Wednesday, May 16, 2012

Historical accuracy (and loving the haters)

I don't like it when people don't like my books – but I love it when they hate them. A writer wants to inspire passion, any sort of passion, to have the reader tell everyone they know about their book, and I'd much rather have a reviewer tell a thousand people how much they despise a book than have no one talking about it at all. I'm never going to be bothered by people's opinion of my work (though personally, I'm fragile, so please always tell me I look pretty, even if I don't.) The dear knows I don't like at least half the books I read (or start reading.) Bad reviews also tend to be the most entertaining, and the best thing about me (if I do say so myself) is that I think just about everything is hilarious.

But some people are saying Ladies in Waiting isn't historically accurate. Oh my, have you reviewers gotten my dander up!

A few reviewers have claimed that the female leads, with their unusual career choices and fairly strong wills, aren't realistic for the time. I feel compelled to point out that this isn't so. Yes, it was rare for women to be scientists or playwrights in the 17th Century, but Zabby and Eliza are based on real women of the time: novelist, philosopher and scientist Margaret Cavendish (who appears in the novel as Zabby's godmother) and playwright (and spy) Aphra Behn. So having two privileged girls who believe they can have what appear to be modern pastimes (or jobs) isn't particularly outlandish.

I've also been asked to provide some historical notes, about which parts of Ladies in Waiting are true, which fictitious. Those tidbits too will be forthcoming, and maybe I can update the paperback edition.

I'll tell you more about Aphra Behn and Margaret Cavendish soon, but in the meantime, here is a picture of Cavendish, the leading female intellectual of her day – bare-breasted! Because 17th century women knew how to be sexy and powerful (even if they mostly used sex to get what they wanted.) Plus, breasts aren't the big deal modern people seem to think they are.


XO
Laura


Tuesday, May 8, 2012

“Pure filth, constant coarse sex talk, bestiality jokes, heroine attempts to seduce a married man, etc.”

This review of Ladies in Waiting just tickles me.
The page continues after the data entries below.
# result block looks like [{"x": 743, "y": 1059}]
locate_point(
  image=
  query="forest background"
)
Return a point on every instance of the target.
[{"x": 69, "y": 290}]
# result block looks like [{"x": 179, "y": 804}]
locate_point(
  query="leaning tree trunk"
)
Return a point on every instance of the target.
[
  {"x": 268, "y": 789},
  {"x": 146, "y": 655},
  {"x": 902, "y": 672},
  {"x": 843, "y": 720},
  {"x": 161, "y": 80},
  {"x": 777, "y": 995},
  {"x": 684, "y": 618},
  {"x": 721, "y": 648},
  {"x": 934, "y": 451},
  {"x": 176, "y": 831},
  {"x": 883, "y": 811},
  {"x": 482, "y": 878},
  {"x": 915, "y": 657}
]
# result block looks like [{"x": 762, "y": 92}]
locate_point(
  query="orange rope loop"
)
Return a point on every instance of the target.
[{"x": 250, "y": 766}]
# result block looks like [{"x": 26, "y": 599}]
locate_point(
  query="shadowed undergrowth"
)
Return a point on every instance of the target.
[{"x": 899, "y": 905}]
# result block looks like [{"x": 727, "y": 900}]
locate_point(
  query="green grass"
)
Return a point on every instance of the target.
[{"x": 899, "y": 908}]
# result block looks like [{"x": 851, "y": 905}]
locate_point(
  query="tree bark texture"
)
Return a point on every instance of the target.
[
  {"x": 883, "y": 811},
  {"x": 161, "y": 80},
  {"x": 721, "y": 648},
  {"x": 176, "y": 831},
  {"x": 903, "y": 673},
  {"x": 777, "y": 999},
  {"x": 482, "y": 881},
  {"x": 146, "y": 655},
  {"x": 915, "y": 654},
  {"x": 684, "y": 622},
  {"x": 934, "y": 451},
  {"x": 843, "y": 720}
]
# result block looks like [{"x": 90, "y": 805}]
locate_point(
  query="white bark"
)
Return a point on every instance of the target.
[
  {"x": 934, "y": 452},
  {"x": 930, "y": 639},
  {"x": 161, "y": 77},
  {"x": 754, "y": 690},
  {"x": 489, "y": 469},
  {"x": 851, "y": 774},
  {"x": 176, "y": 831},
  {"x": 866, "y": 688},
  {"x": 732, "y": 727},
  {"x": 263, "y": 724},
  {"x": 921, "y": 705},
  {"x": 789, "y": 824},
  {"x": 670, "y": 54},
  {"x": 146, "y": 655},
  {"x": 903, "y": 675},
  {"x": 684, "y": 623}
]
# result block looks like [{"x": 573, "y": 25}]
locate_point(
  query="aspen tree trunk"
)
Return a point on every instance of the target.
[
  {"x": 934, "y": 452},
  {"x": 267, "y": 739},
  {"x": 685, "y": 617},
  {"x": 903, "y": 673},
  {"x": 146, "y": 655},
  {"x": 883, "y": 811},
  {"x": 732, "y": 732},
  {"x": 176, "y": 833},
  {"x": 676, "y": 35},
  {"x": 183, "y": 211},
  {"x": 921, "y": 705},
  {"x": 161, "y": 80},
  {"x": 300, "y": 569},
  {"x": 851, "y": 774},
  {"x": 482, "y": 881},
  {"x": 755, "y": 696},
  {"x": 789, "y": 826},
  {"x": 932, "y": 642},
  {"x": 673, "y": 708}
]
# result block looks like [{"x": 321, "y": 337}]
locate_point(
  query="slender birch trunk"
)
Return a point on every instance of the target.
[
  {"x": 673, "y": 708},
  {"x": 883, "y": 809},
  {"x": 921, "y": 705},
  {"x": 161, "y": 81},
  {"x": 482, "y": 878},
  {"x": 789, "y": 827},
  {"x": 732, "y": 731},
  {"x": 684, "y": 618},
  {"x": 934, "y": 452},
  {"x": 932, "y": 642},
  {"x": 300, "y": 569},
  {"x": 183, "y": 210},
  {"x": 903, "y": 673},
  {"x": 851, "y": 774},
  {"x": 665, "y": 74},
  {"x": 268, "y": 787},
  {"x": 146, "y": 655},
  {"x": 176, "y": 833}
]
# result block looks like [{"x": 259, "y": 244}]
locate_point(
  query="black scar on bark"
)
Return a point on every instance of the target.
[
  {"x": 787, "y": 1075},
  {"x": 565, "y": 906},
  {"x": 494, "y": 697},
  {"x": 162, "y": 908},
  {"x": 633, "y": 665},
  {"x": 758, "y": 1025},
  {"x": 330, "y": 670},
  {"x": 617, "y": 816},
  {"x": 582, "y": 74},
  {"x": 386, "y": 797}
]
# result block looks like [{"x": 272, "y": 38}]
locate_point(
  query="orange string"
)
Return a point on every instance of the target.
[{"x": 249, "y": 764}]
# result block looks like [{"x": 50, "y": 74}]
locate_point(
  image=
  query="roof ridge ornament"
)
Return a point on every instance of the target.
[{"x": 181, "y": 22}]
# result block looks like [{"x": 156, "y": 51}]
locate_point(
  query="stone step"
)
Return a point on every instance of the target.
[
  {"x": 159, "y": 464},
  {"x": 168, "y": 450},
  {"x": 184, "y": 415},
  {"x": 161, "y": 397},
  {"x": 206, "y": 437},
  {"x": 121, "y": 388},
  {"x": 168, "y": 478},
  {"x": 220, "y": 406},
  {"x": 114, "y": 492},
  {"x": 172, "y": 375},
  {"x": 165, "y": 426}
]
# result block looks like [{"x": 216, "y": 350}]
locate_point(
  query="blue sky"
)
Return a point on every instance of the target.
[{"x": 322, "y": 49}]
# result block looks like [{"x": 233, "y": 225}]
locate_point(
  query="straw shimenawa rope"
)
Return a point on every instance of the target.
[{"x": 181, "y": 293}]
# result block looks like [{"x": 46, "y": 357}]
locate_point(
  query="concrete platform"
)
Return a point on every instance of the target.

Take a look. I'll meet you right back here in a minute.


Will that sell books or what! Not so thrilled about the average-killing effect of a one-star rating, but hey, such is life. Can you imagine any better endorsement for curious teens than that headline? I wrote the dang thing and I want to re-read it.

Setting aside for the nonce that some of us don't think sex is filthy... (A friend of mine says if it's not filthy you're not doing it right, but she might have been talking about cooking, or gardening, or even child-rearing, I forget.)

Here's the thing – in Ladies in Waiting, no one has sex! Three young women who are relatively innocent, fairly smart, and have a pretty good idea what they want out of life (though they sometimes despair of achieving it) are thrust into a competitive, highly sexualized world where they make choices about whether to cling to their ideals.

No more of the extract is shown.